Equipamentos no valor de R$ 1 milhão, em poder da Lava Jato coordenada por Deltan Dallagnol, sumiram



29 de junho de 2020

Duas unidades de equipamento sofisticado chamado Guardião, que faz escutas telefônicas em grande quantidade, sumiram nas mãos dos procuradores da Lava Jato de Curitiba, coordenada por Deltan Dallagnol. Os aparelhos faziam parte de compras da Lava Jato para interceptação telefônica. Os procuradores paranaenses adquiriram três Guardiões, mas dois deles sumiram, segundo reportagem do Conjur.
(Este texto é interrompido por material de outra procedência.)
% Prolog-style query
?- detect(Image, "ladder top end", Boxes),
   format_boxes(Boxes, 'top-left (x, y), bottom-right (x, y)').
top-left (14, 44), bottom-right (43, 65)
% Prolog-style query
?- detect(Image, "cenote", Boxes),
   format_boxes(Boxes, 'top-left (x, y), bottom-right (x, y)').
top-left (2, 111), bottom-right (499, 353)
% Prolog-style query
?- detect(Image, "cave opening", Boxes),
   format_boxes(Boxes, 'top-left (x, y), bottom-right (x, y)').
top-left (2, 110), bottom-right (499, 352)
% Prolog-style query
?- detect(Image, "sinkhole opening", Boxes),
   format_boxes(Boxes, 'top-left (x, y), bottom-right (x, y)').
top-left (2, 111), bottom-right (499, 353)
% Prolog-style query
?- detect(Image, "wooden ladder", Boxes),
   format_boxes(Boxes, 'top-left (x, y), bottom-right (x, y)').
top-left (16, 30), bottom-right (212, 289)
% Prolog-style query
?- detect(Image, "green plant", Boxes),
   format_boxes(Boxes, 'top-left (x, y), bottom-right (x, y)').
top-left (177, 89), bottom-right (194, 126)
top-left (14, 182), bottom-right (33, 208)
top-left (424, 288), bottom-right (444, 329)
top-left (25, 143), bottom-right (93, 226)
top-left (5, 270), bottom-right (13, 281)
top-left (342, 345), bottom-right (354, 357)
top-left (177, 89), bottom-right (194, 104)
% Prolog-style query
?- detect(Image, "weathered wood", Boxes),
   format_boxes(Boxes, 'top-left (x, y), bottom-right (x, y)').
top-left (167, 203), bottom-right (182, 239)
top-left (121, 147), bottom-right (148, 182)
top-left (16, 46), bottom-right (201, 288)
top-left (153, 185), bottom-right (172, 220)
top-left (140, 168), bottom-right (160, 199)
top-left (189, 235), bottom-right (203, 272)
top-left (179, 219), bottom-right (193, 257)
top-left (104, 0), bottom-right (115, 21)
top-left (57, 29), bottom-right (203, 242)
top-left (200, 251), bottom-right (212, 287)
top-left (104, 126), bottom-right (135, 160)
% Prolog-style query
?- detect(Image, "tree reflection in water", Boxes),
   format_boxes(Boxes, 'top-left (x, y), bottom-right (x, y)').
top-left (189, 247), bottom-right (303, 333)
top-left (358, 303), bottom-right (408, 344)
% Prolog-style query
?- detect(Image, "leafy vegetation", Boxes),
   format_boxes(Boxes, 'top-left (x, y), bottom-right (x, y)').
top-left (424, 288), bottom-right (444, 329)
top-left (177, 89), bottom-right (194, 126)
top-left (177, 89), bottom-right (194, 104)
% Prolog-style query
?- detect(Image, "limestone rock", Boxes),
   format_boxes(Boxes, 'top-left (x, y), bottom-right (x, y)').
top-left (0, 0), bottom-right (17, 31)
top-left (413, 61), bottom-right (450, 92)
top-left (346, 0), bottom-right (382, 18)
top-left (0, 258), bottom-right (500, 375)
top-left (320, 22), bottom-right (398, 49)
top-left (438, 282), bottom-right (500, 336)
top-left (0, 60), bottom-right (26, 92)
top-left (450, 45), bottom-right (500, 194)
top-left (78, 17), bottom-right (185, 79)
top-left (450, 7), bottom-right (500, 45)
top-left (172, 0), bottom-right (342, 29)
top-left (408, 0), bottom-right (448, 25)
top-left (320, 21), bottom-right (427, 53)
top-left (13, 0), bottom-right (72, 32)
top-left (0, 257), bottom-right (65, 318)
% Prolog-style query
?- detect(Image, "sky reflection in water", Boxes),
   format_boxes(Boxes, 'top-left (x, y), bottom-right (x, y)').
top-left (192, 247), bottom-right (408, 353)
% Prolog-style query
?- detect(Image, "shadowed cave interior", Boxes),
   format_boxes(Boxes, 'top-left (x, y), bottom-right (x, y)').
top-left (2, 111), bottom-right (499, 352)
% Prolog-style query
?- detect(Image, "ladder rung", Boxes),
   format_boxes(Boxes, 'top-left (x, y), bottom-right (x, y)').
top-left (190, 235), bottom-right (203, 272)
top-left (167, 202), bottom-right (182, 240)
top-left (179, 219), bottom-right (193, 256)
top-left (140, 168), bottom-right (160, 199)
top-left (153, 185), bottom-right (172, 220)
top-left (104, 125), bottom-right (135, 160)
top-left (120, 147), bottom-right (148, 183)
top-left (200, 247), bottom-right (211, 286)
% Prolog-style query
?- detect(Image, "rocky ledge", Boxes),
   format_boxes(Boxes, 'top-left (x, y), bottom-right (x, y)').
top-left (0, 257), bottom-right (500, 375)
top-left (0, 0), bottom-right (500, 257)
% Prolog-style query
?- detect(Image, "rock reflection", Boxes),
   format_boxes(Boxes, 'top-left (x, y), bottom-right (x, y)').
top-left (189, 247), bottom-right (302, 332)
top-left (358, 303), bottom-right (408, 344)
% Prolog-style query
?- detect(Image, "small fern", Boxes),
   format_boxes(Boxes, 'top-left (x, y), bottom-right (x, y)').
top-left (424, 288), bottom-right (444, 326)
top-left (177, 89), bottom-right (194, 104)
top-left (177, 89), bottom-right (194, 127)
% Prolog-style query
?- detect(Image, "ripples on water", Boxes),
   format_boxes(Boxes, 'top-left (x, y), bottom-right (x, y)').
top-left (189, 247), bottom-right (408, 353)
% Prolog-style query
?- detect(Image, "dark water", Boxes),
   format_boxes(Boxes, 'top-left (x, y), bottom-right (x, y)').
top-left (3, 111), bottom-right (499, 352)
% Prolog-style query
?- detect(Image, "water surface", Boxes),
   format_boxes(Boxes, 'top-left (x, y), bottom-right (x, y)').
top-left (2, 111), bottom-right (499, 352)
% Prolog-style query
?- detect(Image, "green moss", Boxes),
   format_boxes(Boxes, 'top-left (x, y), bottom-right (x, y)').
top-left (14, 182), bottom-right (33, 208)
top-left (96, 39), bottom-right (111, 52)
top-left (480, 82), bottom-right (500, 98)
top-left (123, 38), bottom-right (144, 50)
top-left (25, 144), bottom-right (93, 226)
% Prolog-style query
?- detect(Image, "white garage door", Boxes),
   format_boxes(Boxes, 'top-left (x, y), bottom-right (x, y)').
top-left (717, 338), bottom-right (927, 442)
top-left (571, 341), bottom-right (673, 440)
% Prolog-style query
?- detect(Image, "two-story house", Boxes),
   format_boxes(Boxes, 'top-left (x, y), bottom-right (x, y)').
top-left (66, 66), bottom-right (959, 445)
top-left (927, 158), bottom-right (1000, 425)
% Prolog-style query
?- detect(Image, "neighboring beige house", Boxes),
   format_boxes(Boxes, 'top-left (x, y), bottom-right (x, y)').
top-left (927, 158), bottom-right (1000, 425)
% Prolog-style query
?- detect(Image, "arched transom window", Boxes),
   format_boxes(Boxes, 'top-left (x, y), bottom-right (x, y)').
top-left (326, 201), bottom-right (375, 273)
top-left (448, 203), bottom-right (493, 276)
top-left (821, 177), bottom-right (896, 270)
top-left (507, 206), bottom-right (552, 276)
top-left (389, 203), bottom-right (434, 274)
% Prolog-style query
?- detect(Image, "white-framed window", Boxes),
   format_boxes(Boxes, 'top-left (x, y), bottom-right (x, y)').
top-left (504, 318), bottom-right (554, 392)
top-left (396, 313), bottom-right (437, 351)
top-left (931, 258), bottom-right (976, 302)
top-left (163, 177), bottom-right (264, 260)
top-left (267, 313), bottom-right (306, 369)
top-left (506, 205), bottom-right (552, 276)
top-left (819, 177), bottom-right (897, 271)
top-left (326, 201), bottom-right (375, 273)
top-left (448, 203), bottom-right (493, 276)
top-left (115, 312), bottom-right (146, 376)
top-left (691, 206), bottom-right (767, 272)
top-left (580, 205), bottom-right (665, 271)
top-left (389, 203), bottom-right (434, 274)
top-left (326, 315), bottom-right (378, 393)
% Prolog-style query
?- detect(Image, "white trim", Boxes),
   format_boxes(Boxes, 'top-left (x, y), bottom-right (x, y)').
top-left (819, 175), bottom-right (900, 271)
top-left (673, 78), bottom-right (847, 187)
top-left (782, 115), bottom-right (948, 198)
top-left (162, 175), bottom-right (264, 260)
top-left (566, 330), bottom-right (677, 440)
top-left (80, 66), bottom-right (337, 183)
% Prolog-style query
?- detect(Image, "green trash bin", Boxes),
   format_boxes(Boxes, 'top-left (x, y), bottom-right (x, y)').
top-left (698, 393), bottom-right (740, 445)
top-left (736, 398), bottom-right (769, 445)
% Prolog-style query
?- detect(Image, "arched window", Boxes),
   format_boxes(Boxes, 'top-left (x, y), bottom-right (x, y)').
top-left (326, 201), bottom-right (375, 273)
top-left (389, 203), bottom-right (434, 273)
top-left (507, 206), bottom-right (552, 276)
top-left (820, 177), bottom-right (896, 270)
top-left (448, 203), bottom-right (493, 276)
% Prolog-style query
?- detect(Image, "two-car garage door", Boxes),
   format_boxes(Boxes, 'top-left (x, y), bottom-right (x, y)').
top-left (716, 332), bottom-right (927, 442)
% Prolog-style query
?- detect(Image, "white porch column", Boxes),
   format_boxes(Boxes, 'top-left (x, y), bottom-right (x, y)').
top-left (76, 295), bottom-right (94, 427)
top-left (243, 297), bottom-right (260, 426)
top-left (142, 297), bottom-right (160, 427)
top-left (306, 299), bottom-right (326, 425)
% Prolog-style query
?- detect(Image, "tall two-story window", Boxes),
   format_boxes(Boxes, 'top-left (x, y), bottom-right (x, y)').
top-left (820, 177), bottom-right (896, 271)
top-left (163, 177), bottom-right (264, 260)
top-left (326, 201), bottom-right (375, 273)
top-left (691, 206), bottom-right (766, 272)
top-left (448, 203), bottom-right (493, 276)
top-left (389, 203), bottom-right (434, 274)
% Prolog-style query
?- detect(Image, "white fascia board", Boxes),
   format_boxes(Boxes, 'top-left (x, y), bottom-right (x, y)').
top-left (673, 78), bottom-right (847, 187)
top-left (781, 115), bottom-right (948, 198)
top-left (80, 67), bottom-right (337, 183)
O Guardião é um sistema de software e hardware fabricado exclusivamente pela empresa Dígitro, de Santa Catarina. O sistema é capaz de gravar simultaneamente centenas de ligações.

Segundo a empresa, o sistema é adaptado para cada cliente, mas não pode ser vendido para empresas privadas. A própria Dígitro diz que só pode ser vendido para Polícia Federal, Secretarias de Segurança Pública, Ministério Público, entre outros órgãos e instituições públicas, informa a Carta Campinas.


O custo, em 2007, girava em torno de R$ 500 mil, além dos gastos com a manutenção. Em 2006, o Ministério Público do Mato Grosso, por exemplo, comprou um por R$ 413 mil.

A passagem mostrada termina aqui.